When Lucy and her husband decided to divorce, she started calling around to find out their best options. I remember speaking with her for about an hour and describing a range of options: from the two of them writing an agreement at their kitchen table, to involving collaborative professionals, such as mediators, to going to court (aka litigation). Lucy quickly determined that mediation would save them money, time, and a whole lot of stress. She initially thought that she had to go to court to separate, so she was relieved to hear that that was not the case.
Their daughter was a teenager, so Lucy and her husband decided to respect her wishes when it came to creating a parenting schedule (fair enough). In terms of assets, they owned a home and two small investment cottages. She told me that she and her husband had a pretty good idea about how they wanted to divide these. This sounded great! I say to families all the time: “the more you can work things out on your own, the better and the easier any process will be!“
Lucy was very eager to start mediation and asked me to send her more information to share with her husband. I never heard back from her. Well, until …
Three years later, Lucy called me – again. She was living in a basement bachelor apartment; they had sold all of their properties and the funds were frozen (aka locked) in a lawyer’s trust account. She and her former spouse have already spent $67,000 in legal fees. Sadly, her daughter does not want to have anything to do with her.
In an exhausted-sounding voice, Lucy said to me that they were both ready to start mediation. I sincerely doubted this. I am a firm believer that no one, ever, should make a decision because they’re just “tired of it”, “sick of it” or “pushed into it”. So, I requested an opportunity to speak with both of them separately, to assess their readiness, to understand where they’re at and see if we could even help at this stage.
I learned that, three years back, after my conversation with Lucy about mediation, her husband’s newly retained lawyer told him that “mediation is a waste of time and money”. Hearing this, Lucy also retained a lawyer who told her the same exact thing: “mediation is a waste of time and money”. So, she came to believe it herself!
After speaking with them individually, we decided to move forward with mediation. We completed their financial statements and discussed terms about unfreezing and dividing their (locked away for 3 years) accounts. Everything was finalized in 2 weeks!
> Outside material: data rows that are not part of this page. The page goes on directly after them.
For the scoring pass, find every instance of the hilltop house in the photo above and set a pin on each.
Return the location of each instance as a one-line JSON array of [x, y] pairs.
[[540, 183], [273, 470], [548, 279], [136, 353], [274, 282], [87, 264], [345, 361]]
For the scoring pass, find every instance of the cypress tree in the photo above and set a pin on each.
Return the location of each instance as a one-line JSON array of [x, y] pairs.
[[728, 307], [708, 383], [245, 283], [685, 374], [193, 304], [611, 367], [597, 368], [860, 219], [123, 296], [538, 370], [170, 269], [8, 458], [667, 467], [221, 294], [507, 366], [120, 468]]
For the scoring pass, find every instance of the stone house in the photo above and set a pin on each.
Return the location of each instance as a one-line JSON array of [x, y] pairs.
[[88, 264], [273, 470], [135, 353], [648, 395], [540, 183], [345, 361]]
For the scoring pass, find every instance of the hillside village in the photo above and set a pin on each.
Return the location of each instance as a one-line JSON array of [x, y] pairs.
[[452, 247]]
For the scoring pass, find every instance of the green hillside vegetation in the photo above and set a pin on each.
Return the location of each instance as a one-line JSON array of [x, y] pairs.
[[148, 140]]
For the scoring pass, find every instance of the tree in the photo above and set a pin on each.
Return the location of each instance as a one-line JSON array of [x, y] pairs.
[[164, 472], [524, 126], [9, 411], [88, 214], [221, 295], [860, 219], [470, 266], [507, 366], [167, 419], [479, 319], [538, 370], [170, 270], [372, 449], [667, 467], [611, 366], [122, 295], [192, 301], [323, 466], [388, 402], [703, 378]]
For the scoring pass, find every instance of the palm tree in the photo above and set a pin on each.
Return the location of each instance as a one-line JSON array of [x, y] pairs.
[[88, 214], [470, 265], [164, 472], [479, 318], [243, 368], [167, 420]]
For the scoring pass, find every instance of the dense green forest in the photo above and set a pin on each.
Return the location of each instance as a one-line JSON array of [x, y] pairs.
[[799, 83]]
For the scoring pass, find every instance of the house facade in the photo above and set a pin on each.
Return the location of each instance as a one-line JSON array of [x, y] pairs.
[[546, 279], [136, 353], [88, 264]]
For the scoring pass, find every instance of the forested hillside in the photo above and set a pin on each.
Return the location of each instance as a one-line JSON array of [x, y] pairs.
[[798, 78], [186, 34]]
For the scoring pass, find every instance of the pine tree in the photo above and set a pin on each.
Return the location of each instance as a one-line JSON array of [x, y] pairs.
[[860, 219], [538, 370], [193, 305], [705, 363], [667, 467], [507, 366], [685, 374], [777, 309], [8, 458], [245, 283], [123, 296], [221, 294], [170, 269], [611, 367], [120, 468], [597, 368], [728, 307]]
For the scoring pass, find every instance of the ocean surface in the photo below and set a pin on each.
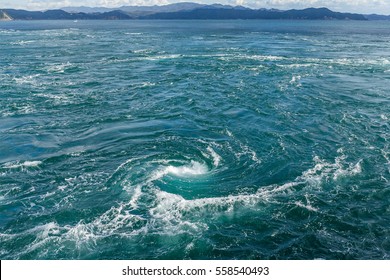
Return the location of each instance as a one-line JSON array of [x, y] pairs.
[[194, 140]]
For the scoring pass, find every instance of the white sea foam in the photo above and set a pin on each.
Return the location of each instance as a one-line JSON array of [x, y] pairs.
[[193, 169], [216, 158], [23, 165]]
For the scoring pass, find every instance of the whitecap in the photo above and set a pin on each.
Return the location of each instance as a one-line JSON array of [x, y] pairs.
[[26, 164], [193, 169]]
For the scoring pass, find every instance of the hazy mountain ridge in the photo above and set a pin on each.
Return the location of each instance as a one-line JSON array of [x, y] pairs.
[[184, 10]]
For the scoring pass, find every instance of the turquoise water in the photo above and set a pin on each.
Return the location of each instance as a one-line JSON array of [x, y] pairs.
[[194, 140]]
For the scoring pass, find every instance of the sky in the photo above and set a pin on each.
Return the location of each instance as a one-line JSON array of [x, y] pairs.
[[357, 6]]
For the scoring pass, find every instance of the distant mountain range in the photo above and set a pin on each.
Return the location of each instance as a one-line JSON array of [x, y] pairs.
[[185, 10]]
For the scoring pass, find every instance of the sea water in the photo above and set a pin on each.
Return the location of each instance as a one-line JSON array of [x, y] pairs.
[[194, 140]]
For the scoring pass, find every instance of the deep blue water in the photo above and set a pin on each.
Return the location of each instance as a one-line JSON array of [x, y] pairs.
[[194, 140]]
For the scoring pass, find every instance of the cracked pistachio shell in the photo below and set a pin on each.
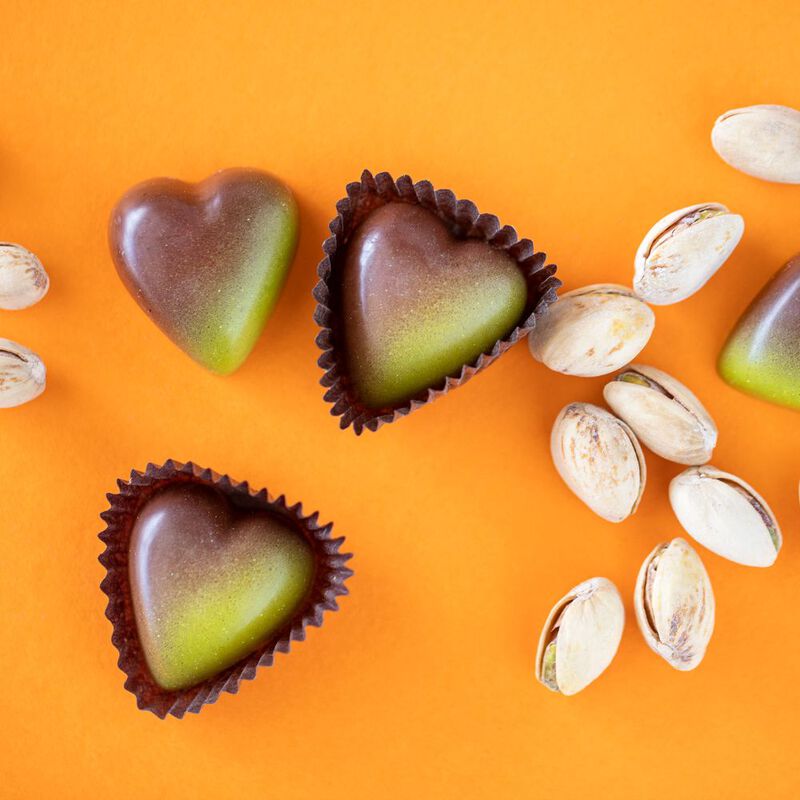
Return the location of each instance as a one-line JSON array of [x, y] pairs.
[[762, 141], [599, 459], [22, 374], [592, 331], [726, 515], [581, 636], [674, 604], [23, 280], [683, 250], [665, 416]]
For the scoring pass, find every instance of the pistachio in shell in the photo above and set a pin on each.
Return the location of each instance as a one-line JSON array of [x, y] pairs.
[[726, 515], [592, 331], [599, 459], [580, 637], [762, 141], [683, 250], [666, 417], [674, 604]]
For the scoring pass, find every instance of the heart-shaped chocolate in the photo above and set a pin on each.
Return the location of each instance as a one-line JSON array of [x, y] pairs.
[[418, 292], [207, 580], [207, 261], [418, 304], [209, 585], [762, 354]]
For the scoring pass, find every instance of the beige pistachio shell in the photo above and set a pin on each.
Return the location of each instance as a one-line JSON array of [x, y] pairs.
[[683, 250], [599, 459], [665, 416], [763, 141], [674, 604], [23, 280], [22, 374], [581, 636], [592, 331], [726, 515]]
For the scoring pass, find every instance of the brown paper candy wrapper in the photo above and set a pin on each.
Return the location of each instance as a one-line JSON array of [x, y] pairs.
[[465, 222], [330, 576]]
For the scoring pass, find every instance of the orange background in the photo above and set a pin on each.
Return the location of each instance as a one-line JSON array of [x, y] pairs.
[[578, 123]]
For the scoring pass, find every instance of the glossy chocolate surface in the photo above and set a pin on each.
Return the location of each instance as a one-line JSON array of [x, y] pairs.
[[418, 304], [762, 354], [210, 583], [207, 261]]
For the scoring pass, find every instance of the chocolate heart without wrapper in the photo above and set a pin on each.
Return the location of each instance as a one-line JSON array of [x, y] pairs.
[[207, 261], [210, 584], [418, 304], [762, 354]]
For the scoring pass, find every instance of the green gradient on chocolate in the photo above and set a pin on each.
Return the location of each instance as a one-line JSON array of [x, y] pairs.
[[762, 354], [419, 304], [210, 584], [207, 262]]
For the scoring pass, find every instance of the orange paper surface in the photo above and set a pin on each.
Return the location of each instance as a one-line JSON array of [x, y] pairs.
[[580, 124]]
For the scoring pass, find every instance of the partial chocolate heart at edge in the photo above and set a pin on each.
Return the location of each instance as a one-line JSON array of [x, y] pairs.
[[418, 291], [207, 261], [208, 580], [762, 353]]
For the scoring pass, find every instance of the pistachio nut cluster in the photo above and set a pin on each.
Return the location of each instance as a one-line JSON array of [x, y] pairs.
[[22, 374], [592, 331], [599, 459], [666, 416], [762, 141], [683, 250], [580, 637], [674, 604], [726, 515], [599, 330], [23, 282]]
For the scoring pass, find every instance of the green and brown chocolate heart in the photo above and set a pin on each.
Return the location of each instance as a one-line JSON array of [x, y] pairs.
[[418, 292], [207, 261], [762, 354], [206, 580]]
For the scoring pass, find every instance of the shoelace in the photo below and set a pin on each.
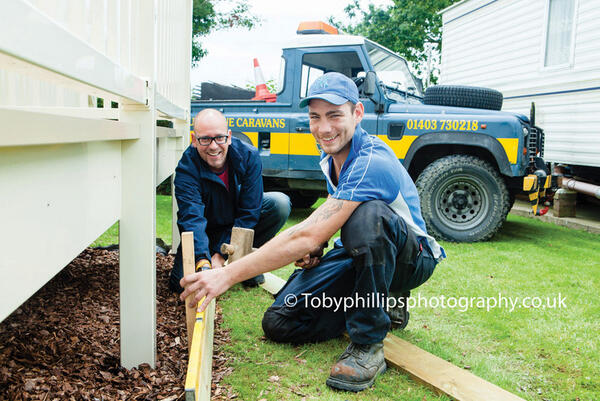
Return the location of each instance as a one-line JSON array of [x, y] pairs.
[[356, 350]]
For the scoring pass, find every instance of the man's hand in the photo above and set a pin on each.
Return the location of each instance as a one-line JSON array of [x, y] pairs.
[[217, 260], [209, 283], [312, 259]]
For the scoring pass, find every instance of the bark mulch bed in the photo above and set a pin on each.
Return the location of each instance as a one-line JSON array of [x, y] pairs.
[[63, 343]]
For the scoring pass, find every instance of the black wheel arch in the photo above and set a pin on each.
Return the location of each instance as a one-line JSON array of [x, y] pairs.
[[432, 146]]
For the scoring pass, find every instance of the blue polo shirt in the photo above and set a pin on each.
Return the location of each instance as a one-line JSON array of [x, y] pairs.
[[373, 172]]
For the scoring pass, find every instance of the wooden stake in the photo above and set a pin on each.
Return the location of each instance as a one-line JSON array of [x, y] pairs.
[[189, 267], [241, 244]]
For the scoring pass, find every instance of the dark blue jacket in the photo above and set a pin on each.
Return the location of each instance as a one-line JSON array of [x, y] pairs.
[[205, 205]]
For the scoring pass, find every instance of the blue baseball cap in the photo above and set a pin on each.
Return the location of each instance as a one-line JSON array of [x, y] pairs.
[[332, 87]]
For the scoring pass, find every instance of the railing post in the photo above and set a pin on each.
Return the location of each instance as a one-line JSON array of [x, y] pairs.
[[137, 236]]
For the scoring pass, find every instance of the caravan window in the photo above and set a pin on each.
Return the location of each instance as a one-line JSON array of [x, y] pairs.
[[559, 32]]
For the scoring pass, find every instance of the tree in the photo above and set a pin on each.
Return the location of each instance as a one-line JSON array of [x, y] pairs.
[[206, 19], [411, 28]]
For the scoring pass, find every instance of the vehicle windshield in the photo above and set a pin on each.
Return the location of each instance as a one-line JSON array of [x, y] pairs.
[[393, 72]]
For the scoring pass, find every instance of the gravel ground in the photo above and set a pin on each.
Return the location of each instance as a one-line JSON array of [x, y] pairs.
[[63, 343]]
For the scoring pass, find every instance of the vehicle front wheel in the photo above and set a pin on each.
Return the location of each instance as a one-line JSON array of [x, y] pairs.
[[463, 198]]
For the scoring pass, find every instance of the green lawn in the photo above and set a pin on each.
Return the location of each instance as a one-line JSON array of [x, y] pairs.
[[538, 354]]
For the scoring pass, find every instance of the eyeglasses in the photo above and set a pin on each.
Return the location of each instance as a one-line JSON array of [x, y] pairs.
[[206, 140]]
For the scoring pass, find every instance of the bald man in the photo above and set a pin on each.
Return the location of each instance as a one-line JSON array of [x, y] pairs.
[[218, 185]]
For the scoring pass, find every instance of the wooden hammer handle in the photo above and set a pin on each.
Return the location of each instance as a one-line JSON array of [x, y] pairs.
[[227, 249]]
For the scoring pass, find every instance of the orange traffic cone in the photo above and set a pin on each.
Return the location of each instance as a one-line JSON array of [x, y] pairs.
[[262, 93]]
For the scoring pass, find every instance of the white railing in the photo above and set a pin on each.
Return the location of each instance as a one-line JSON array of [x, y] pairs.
[[70, 169]]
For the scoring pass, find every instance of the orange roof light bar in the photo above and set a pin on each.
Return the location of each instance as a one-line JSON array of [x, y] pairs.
[[315, 27]]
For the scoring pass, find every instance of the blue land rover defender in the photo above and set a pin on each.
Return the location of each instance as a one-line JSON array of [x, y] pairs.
[[468, 159]]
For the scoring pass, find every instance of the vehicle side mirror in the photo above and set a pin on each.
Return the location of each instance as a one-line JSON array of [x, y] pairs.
[[370, 83]]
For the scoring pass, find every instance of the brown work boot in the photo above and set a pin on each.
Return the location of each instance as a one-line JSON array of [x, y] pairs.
[[357, 367]]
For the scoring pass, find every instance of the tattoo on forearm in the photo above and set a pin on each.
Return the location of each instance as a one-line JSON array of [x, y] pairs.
[[328, 209]]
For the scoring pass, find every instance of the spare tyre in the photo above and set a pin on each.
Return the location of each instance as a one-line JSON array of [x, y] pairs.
[[463, 96]]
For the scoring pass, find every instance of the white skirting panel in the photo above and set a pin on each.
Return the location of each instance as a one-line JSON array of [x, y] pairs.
[[54, 201]]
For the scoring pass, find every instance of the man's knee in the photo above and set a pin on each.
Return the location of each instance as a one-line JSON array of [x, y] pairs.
[[367, 225], [278, 326]]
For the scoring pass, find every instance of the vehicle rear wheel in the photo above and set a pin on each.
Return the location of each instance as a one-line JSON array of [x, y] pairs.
[[463, 96], [463, 198]]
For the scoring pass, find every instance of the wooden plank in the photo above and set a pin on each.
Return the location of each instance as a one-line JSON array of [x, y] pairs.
[[189, 267], [205, 373], [436, 373], [199, 372], [200, 327], [441, 375]]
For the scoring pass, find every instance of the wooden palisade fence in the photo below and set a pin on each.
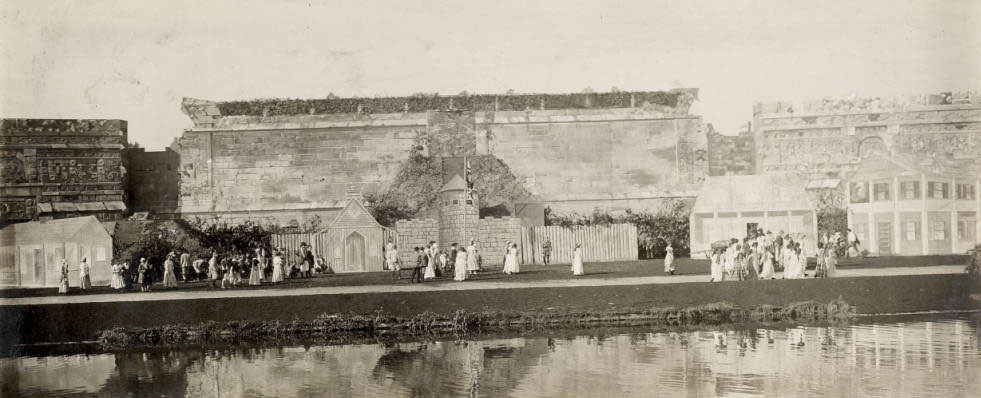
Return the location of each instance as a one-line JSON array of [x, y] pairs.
[[614, 242]]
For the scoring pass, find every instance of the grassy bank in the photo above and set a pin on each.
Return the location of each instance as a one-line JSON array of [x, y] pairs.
[[614, 269], [338, 326], [80, 322]]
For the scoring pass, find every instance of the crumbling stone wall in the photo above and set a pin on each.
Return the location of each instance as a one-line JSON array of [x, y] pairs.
[[415, 233], [731, 154], [61, 168], [493, 235], [826, 138]]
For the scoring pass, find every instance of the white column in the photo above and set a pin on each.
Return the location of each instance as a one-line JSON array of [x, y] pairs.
[[924, 191], [953, 215], [896, 229]]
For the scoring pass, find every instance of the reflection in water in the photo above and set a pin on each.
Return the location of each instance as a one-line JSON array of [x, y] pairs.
[[890, 359]]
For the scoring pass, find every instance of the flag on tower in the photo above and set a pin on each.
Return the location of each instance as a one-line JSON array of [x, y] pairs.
[[466, 177]]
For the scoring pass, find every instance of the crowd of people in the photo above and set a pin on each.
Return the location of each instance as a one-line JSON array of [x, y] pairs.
[[760, 255], [251, 267]]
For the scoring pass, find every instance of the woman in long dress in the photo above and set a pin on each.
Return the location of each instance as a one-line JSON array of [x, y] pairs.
[[430, 264], [63, 282], [255, 275], [277, 267], [84, 271], [577, 260], [716, 265], [460, 266], [170, 280], [472, 265], [116, 281], [511, 260], [144, 278], [767, 272], [831, 264]]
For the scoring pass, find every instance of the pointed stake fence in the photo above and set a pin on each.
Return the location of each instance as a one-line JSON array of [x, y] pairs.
[[614, 242]]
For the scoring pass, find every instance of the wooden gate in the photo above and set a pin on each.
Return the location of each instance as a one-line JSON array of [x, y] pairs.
[[614, 242]]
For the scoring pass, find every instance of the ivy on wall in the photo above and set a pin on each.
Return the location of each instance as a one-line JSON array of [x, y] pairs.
[[424, 102], [654, 229]]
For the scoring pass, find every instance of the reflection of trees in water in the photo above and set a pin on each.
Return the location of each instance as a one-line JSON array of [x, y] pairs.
[[455, 368], [158, 374]]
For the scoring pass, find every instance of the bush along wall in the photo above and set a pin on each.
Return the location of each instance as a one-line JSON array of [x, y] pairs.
[[654, 230]]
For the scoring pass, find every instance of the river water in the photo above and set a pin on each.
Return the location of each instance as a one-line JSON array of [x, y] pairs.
[[886, 357]]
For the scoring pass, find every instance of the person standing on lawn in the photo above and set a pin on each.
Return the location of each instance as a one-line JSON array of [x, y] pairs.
[[63, 281], [430, 252], [472, 265], [547, 251], [716, 265], [577, 260], [185, 265], [84, 271], [170, 280], [460, 266], [277, 267]]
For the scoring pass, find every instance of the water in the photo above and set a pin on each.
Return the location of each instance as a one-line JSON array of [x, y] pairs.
[[896, 357]]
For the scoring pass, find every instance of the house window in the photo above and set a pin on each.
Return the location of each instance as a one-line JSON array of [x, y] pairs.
[[965, 192], [881, 191], [911, 190], [965, 230], [911, 230], [938, 190], [939, 230]]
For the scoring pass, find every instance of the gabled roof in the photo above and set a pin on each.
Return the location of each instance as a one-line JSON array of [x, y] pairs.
[[354, 214], [456, 184], [56, 230], [774, 192]]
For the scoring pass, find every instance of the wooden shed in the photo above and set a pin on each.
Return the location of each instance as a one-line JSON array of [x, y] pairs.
[[355, 240], [31, 252]]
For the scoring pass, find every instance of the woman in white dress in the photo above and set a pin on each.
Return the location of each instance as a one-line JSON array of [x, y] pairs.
[[577, 260], [460, 266], [277, 267], [390, 256], [511, 260], [85, 281], [767, 272], [170, 279], [472, 265], [430, 263]]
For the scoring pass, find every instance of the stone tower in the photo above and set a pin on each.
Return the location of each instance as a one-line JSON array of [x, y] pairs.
[[458, 214]]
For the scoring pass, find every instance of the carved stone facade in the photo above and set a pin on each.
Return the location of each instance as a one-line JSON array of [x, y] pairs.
[[822, 139], [61, 168]]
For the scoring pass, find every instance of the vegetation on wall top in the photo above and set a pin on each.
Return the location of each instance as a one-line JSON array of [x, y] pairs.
[[421, 103]]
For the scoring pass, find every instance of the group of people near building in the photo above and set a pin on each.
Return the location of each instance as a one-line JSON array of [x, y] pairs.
[[759, 256], [431, 262], [251, 267]]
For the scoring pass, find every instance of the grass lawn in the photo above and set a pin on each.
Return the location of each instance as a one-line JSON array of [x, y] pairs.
[[903, 293], [615, 269]]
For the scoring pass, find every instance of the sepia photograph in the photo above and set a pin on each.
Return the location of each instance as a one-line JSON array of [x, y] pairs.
[[447, 198]]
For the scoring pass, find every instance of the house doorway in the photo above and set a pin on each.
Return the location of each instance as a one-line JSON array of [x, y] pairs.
[[884, 235], [354, 246]]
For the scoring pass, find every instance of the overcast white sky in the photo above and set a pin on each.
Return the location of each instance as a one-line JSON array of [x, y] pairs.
[[135, 60]]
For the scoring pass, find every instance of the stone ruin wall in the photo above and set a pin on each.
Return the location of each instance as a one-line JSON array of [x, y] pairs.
[[415, 233], [493, 234], [823, 139], [76, 162], [571, 157]]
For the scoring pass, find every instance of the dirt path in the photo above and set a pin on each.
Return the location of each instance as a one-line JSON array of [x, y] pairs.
[[441, 285]]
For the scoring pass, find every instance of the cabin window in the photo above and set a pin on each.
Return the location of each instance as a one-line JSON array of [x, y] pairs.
[[911, 190], [881, 191]]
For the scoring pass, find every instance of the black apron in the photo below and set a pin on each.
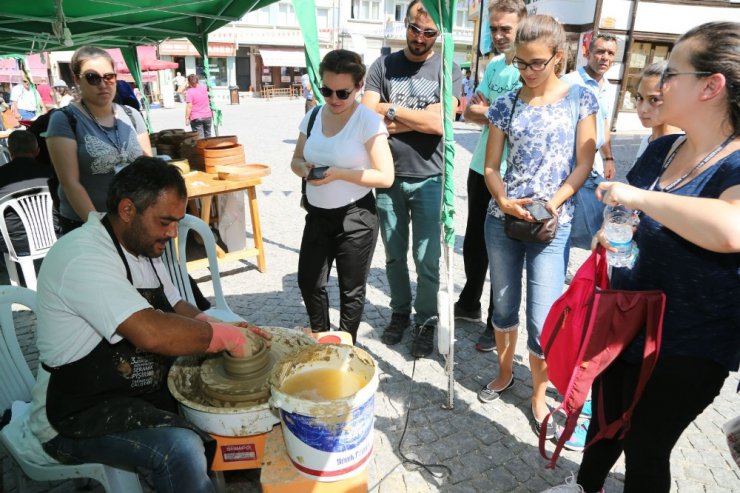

And we talked about their daughter – how desperately she wanted her parents to stop fighting! It was their first time in three years that they got to speak to each other instead of through their lawyers – that’s right, three years. There was hurt, mistrust, anger and sadness. Finally, they both recognized and acknowledged each other’s pain. And sadly, they even understood, at a deeper level, how much they have suffered by not being able to simply talk to one another during the last three years … as they had during their 23 years of marriage.
Lucy’s story doesn’t have to be your story. If your lawyer tells you that mediation is a waste of time and money, call a different one.
Last week, I received a call from a woman – let’s call her Jane. Jane was ready to proceed with mediation. She already knew about our mediation process and informed me that she and her husband were “ready to go”! Not so fast. Yesterday, I received a follow-up call from Jane telling me that she will no longer proceed with mediation because her newly retained lawyer advised her that “mediation is a waste of time and money”.
I wonder where Jane will be three years from now. My phone will still be on (I think!).